En outre, la mise en oeuvre d'une obligation de vigilance étendue ferait supporter des coûts importants, qui n'ont pas fait l'objet d'estimations précises lors des auditions de votre rapporteur. Ces coûts porteraient sur l'identification des risques, sur la révision des clauses contractuelles et sur la mise en oeuvre concrète et le contrôle de l'application du plan de vigilance (mise en place d'équipes de contrôles, dépenses d'audit par des prestataires, enquêtes à distance et sur place...).
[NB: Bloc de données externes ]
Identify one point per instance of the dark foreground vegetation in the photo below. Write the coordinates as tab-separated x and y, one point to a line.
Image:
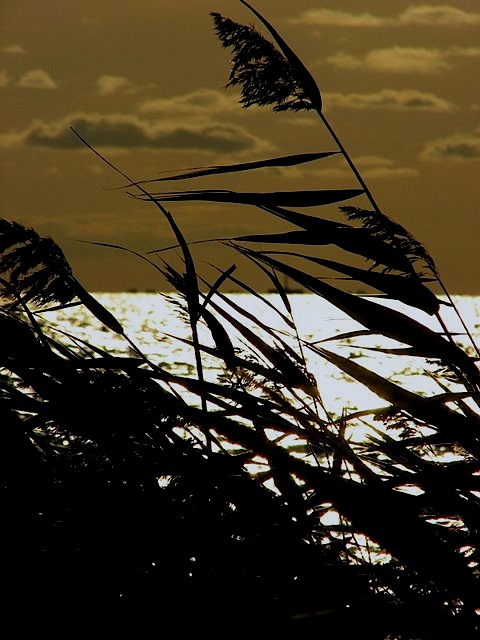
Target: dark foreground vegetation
329	537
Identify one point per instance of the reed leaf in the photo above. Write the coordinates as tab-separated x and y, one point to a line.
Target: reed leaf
352	239
392	232
409	290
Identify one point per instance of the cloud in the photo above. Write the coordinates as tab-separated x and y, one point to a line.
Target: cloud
200	102
107	85
334	17
120	131
4	78
13	49
391	99
36	79
403	59
429	15
459	147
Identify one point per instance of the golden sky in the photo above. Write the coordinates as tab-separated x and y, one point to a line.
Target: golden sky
143	81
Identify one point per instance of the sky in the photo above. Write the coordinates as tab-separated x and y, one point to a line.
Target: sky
144	82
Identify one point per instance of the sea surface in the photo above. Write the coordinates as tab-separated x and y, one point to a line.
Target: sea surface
156	326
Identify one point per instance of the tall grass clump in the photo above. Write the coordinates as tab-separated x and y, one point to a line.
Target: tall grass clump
245	504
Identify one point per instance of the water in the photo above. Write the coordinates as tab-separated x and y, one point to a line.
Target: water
154	325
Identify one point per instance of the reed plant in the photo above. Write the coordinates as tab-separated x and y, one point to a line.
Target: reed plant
272	515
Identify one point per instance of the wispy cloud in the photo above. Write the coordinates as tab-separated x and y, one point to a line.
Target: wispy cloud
391	99
458	147
122	131
403	59
36	79
429	15
13	50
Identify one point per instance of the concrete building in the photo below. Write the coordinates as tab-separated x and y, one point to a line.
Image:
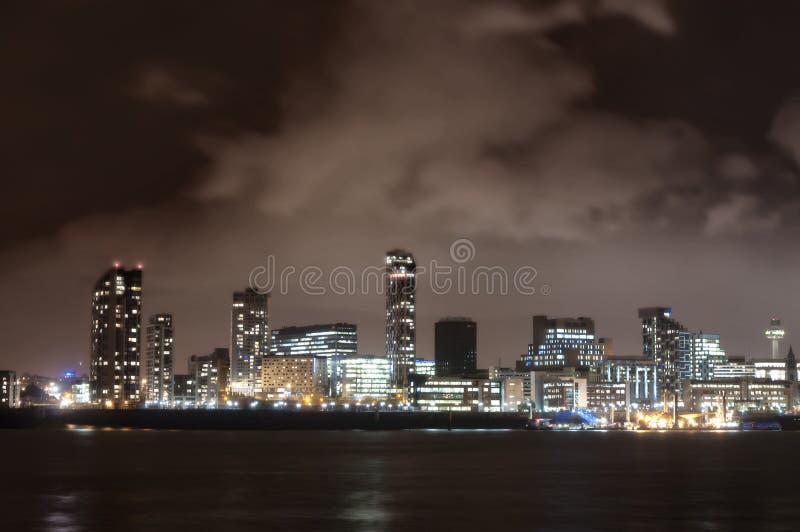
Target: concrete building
159	368
366	378
456	347
210	375
250	338
401	318
115	338
9	389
Par ailleurs, une telle proposition de loi peut altérer l' attractivité de la France , en particulier pour les grandes entreprises étrangères, en nuisant à l'image de la France, en dissuadant des investissements étrangers sous forme de filiales ou encore en incitant à certaines délocalisations de filiales de sociétés étrangères, pour se soustraire à une nouvelle obligation porteuse de risques au moins d'image pour l'entreprise.

Cette proposition de loi pourrait aussi conduire certaines entreprises françaises à se retirer, en tout ou partie, de certains marchés étrangers, dans des pays porteurs de risques, pour éviter de garder des fournisseurs locaux sur lesquels le contrôle est difficile ou d'être confrontées à des législations ou des pratiques nationales s'écartant des normes de référence en matière de droits de l'homme, d'environnement, de risques sanitaires ou de corruption.